Startup Funding Doesn’t Always Create the Right Type of Acceleration
August 24, 2010 | Ben Yoskovitz
In a recent conversation with a friend (and fellow entrepreneur) we were discussing a couple of his bootstrapped initiatives. He’s struggling with the pace at which things are going, partially because he has to “pay the bills” through consulting. That time away from his startup and startup projects is hugely distracting. I know the feeling, since I’m in the middle of bootstrapping a couple initiatives and doing consulting work as well.
But this was my comment: “Money doesn’t always accelerate things.”
Correction: Money does accelerate things, but not always in the right way.
One of my favorite posts about funding (that I wrote) is this one: What Does Your Brain on Funding Look Like? For starters, the visuals still crack me up (yes, I can laugh at myself plenty.) And it’s still so damn true.
So money does accelerate things. You spend more money, things feel like they’re moving faster. But is that necessarily real and useful progress?
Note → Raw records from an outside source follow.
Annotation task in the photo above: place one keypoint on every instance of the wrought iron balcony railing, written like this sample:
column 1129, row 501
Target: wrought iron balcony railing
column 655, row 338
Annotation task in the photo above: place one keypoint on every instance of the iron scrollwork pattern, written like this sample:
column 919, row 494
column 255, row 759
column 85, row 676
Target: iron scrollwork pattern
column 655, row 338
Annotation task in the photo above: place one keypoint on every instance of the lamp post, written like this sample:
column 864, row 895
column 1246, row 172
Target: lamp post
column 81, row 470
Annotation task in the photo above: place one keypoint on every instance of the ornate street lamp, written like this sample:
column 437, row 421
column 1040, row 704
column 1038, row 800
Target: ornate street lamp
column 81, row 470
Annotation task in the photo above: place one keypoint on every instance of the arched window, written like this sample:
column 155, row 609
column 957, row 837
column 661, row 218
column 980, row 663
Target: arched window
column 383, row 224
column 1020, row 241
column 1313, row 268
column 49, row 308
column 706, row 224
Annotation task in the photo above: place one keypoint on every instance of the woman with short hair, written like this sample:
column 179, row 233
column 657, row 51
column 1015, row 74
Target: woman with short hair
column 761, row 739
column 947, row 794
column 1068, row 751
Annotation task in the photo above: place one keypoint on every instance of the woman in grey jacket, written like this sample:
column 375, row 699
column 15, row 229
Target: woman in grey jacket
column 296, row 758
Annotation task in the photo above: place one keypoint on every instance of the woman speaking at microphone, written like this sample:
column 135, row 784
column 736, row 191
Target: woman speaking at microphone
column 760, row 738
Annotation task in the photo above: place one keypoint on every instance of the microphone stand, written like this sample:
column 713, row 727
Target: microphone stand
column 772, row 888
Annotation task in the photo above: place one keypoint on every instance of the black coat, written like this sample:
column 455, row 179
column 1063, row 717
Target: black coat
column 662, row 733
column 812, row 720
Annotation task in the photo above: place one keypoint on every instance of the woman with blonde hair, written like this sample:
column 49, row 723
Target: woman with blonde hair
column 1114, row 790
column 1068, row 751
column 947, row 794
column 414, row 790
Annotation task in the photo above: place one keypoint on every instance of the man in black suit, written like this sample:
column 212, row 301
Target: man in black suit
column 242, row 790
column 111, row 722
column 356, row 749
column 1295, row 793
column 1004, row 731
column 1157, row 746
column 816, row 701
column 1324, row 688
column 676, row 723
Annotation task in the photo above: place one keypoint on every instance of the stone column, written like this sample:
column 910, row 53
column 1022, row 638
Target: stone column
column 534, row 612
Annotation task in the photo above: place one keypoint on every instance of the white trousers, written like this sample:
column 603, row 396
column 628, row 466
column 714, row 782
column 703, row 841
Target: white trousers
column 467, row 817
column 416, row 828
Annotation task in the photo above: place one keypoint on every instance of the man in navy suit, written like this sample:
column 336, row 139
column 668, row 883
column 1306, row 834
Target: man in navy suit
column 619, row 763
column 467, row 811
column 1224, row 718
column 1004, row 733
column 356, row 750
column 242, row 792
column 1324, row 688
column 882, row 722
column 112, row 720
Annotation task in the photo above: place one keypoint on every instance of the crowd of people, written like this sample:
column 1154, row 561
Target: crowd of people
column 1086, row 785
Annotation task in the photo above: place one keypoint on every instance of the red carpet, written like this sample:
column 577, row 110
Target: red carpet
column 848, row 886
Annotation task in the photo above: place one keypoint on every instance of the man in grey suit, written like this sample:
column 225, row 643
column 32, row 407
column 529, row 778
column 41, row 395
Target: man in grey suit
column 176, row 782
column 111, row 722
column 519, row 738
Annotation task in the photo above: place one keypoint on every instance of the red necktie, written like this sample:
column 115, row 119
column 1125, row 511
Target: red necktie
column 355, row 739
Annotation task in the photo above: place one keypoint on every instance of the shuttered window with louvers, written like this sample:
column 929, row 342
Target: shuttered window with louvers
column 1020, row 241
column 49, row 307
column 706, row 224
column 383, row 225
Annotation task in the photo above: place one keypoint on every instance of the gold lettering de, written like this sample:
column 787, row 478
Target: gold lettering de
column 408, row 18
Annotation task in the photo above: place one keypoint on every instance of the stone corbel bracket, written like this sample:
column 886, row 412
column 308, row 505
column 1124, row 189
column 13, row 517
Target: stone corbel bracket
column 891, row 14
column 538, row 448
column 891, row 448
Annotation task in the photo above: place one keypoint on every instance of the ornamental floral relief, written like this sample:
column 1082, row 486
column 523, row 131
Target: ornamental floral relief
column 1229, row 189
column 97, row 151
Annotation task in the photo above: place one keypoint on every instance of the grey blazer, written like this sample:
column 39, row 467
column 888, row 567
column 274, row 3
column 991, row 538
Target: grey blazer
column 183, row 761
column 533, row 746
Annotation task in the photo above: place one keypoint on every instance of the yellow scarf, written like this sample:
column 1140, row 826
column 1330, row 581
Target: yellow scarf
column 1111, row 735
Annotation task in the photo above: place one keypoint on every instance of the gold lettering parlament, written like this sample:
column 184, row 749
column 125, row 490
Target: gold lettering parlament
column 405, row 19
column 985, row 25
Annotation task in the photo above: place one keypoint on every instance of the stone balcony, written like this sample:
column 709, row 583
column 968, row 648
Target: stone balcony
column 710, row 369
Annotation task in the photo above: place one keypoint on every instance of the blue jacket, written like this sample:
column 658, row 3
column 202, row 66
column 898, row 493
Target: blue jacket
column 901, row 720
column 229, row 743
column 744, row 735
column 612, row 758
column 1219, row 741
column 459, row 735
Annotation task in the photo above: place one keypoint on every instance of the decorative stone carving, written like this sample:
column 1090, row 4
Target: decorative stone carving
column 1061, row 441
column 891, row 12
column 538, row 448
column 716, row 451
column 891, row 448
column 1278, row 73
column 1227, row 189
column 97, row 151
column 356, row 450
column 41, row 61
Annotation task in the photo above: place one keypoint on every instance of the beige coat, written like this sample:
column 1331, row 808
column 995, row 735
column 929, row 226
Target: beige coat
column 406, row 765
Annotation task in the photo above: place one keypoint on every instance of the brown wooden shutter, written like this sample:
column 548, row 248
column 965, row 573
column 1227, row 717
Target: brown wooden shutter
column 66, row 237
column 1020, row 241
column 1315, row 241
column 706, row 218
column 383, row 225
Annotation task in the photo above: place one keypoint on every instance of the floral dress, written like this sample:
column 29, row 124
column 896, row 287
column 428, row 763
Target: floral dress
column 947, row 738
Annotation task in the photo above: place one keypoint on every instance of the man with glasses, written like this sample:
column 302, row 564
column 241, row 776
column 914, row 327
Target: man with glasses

The minute you have money you start doing things that you otherwise wouldn’t do. You hire people. You get an office. You create (or are forced to deal with) administrative overhead. You buy fancy business cards. You do more stuff but “stuff” doesn’t equal “success”.
While bootstrappers struggle to juggle their startups (typically non-paying at the start) and paying work, funded companies are juggling a whole bunch of other issues. Probably more issues. And they can also get lulled into a false sense of security because they now have “runway.” Runway is almost a meaningless concept unless you know where you’re going. A runway ends somewhere, and if it’s ending at a cliff, who cares that you had money to spend all the way?
Funding does accelerate things. It automatically creates a sense of urgency, but not a sense of focus. It doesn’t automatically make your product better. It doesn’t guarantee anything … except that you’ll spend more money.